今日はその報告に、カミロさんが私の部屋を訪れていた。
○○「それじゃあ、あの少年は……」
カミロ「ああ、以前に俺が捕縛した男の弟だったらしい」
○○「そうだったんですか……」
カミロ「最初から俺を狙ったんだろう」
そう言った後、少し視線を床に落とし、カミロさんは黙り込む。
カミロ「…………」
(カミロさんは正しいことをしてるだけなのに……それでも恨みを買ってしまう)
そのことを思うと、胸が軋むように傷んだ。
カミロ「うまくはいかないな。これじゃあ、まるで俺のしたことが新しい悪事を呼んだようだ」
自嘲するように苦笑する顔を見て、激しく首を振った。
○○「! そんなことありません……!だって、カミロさんは皆を守るために頑張ったんですから。だから…―」
言い募る私を見て、カミロさんは驚いた顔をした後、ふっと表情を和らげる。
カミロ「どうしてオマエが泣きそうな顔をしてる……」
○○「え……」
(私……そんな顔してたの?)
カミロ「自分で気づかなかったのか?」
○○「私はただ、カミロさんが落ち込んでいるんじゃないかって……」
指摘されたことが恥ずかしくて、頬を両手で包んだ。
指先に触れる目尻が熱い。
○○「ごめんなさい。私、出過ぎたことを……」
うつむいて言うと、カミロさんが一歩近づいた。
それに視線を上げると、真っ直ぐ過ぎるほどの眼差しにぶつかる。
急に、体温があがった感じがした。
カミロ「ありがとう。誰よりもオマエにそう言ってもらえるのが嬉しい」
○○「カミロさん……」
カミロ「正直、気落ちしていたんだ。仕事のやり方を悩んだり……」
(やっぱり、堪えてたんだ)
カミロ「なのに……オマエが言ってくれた言葉で、不思議なくらい肩が軽くなった」
○○「……っ」
嬉しい言葉に、頬にまた熱が集まる。
カミロ「ここに来て良かった。また仕事と向き合えそうだ。

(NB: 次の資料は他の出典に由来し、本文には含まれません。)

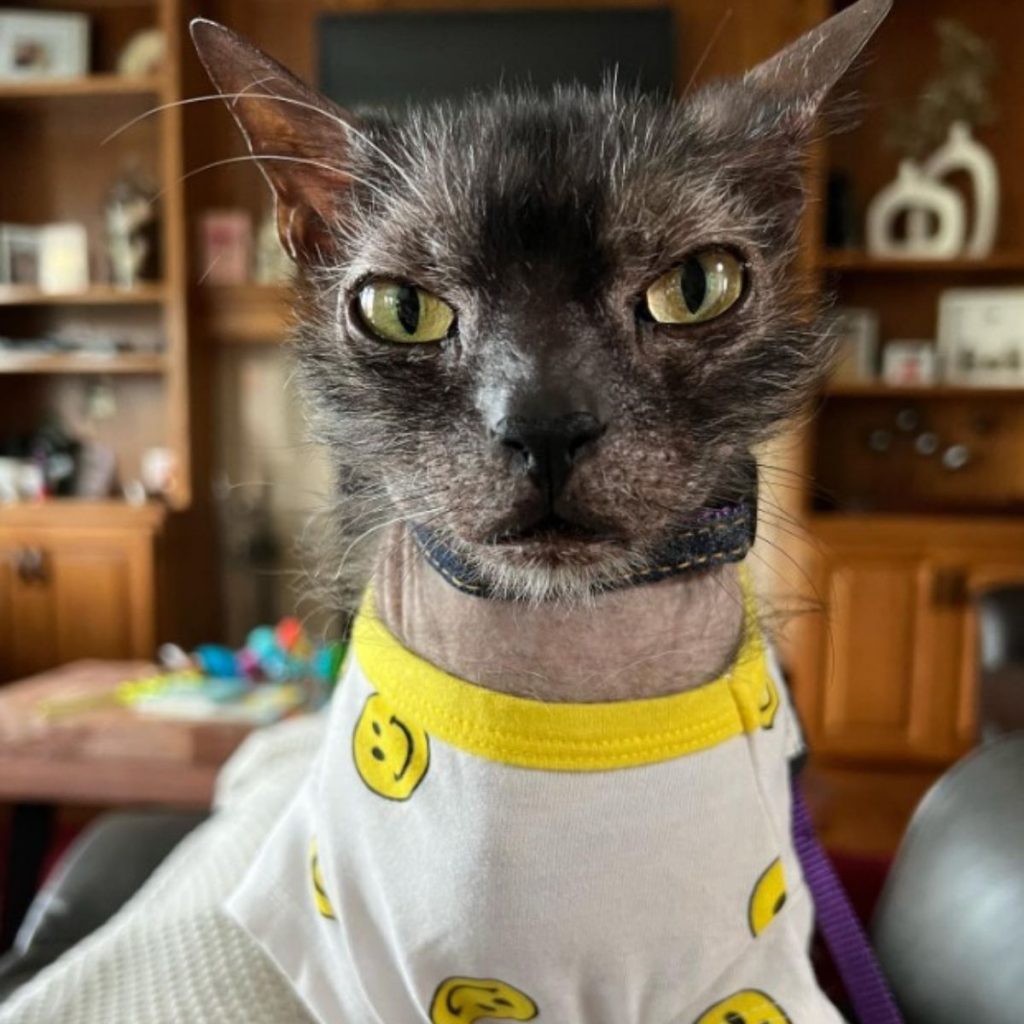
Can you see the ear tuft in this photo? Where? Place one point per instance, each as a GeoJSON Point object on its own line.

では、失礼する」
さっと身を翻して、カミロさんは部屋を出ていく。
ふわっと残り香のように、一枚、真っ白な羽根が落ちてきた。
○○「あ……」
私はその白木蓮の花びらに似た羽根を掴むと、そっと胸に抱き締める。
今去っていった人の温もりを感じるような気がして…―。